Toy "wind-up" auto gear box furnishes 8:1 escapement rubber winder reports Richard Stephens, Bronx, N.Y.C.
Have you developed something new in construction, control, or flying? Send a rough sketch - we'll redraw it and pay $10 for each accepted. Ideas should be original; sorry, no correspondence on submissions.
Longerons, leading edges, etc., may be curved easily if split, cemented in position says Ed Hecker, Ft.
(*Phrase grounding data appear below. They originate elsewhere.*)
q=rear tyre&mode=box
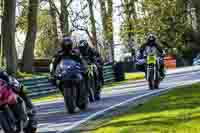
[94,85,101,101]
[148,80,154,90]
[94,73,101,101]
[154,79,160,89]
[89,87,95,102]
[63,84,76,114]
[88,77,95,102]
[94,93,101,101]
Lauderdale, Fla.
Beam-mounted engine is easily adapted for radial mounting suggests Carl Dodge, East Cleveland, Ohio
Realistic "flaps down" position at rest, on take-off and at landing for control model or freeflight scale is feature of gadget built by David Froba, Lousiville, Ky.
R/C model tab adjustment, designed by Eugene Englehardt, Cranston, R.I., permits quick increase or reduction of fin tab movement.
Rex DeSilets, Drexel Hill, Penna., devised unique system of making realistic dashboard for scale models.